US 11,681,905 B2
	Hardware-assisted gradient optimization using streamed gradients
Jinwen Xi, Sunnyvale, CA (US); Bharadwaj Pudipeddi, San Jose, CA (US); and Marc Tremblay, Bellevue, WA (US)
Assigned to Microsoft Technology Licensing, LLC, Redmond, WA (US)
Filed by Microsoft Technology Licensing, LLC, Redmond, WA (US)
Filed on Mar. 23, 2020, as Appl. No. 16/827,367.
Prior Publication US 2021/0295141 A1, Sep. 23, 2021
Int. Cl.
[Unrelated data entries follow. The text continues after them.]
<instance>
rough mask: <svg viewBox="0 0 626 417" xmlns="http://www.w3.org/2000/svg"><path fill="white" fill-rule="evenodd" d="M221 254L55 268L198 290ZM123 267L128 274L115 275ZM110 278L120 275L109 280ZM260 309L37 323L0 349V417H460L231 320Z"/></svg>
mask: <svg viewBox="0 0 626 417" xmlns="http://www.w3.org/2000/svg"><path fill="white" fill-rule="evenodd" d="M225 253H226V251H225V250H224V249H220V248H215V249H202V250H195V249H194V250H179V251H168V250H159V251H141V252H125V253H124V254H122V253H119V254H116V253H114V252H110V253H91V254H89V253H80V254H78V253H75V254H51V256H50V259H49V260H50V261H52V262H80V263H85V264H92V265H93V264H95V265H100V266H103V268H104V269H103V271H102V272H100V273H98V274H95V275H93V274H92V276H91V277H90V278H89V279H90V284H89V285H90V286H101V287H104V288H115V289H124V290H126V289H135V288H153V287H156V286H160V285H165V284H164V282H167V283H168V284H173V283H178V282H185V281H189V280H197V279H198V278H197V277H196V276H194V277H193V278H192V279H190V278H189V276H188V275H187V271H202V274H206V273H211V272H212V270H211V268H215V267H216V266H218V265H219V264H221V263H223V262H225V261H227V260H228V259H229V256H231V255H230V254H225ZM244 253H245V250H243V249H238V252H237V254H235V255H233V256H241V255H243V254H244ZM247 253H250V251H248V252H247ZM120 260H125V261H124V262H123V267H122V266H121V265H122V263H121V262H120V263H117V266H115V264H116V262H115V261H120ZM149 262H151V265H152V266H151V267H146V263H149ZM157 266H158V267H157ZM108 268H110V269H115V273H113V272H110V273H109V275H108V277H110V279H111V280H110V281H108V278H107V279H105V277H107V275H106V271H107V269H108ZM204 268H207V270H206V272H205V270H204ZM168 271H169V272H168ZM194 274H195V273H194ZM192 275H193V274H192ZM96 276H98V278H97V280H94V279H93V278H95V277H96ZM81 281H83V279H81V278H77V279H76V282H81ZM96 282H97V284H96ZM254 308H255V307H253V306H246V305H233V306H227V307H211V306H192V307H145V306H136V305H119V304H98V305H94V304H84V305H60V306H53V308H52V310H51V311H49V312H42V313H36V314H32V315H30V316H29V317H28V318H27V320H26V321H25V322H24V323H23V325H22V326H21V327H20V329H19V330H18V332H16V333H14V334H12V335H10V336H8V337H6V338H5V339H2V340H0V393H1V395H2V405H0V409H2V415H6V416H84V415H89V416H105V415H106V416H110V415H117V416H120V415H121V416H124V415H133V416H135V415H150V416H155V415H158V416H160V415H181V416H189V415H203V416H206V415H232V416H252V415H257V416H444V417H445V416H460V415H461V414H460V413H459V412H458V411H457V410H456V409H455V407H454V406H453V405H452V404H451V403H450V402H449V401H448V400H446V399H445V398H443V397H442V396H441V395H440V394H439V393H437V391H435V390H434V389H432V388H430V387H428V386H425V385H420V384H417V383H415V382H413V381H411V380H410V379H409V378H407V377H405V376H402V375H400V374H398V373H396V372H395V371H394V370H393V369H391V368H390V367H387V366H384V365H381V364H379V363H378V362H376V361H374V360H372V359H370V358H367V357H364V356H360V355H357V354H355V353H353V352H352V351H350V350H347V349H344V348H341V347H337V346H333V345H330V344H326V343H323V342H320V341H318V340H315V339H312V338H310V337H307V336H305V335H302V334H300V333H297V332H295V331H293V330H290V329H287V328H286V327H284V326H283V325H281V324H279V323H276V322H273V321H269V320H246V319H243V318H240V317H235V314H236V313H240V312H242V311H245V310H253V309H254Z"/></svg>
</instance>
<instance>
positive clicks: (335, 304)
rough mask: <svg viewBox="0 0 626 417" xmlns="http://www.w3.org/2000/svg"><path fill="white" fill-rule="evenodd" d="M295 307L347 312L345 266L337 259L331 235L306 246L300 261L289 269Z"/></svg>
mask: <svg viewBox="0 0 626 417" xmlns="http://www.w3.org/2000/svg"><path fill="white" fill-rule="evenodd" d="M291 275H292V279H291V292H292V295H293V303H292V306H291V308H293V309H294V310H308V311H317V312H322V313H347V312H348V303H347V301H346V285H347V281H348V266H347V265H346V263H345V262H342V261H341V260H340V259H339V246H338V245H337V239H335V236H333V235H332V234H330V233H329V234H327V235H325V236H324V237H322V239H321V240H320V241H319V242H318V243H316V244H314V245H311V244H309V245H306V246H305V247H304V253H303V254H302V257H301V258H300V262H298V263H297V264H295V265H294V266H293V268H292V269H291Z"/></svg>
G06N 3/06 (2006.01); G06N 3/063 (2023.01); G06N 20/00 (2019.01); G06N 3/084 (2023.01); G06N 5/046 (2023.01); G11C 11/34 (2006.01)

CPC G06N 3/063 (2013.01) [G06N 3/084 (2013.01); G06N 5/046 (2013.01); G06N 20/00 (2019.01); G11C 11/34 (2013.01)]

20 Claims

1. A method in a system comprising a memory configured to store weights associated with a neural network model comprising L layers, wherein L is an integer greater than one, a gradient optimizer; and a plurality of workers, wherein each of the plurality of workers is configured to perform a forward pass and a backward pass on any one of the L layers associated with the neural network model, the method comprising:

during a single burst cycle, receiving gradients from each of the plurality of workers into a predetermined number of gradient buffers;

during the single burst cycle, providing the received gradients to a reduction block to generate reduced gradients;

during the single burst cycle, providing the reduced gradients to a gradient optimizer data path associated with the gradient optimizer;

during the single burst cycle moving weights from at least one buffer, coupled to the memory, to the gradient optimizer;

during the single burst cycle writing back new weights, calculated by the gradient optimizer, to the memory;

during the single burst cycle transmitting the new weights, from the gradient optimizer, to each of the plurality of workers, wherein during the single burst cycle the gradient optimizer operates on a gradient burst having a fixed number of gradients; and

during each of successive burst cycles, performing operations such that there is at least a partial overlap among operations related to: (1) receiving gradients into the predetermined number of gradient buffers, (2) providing received gradients to the reduction block, (3) providing reduced gradients to the gradient optimizer data path, and (4) writing back new weights to the memory.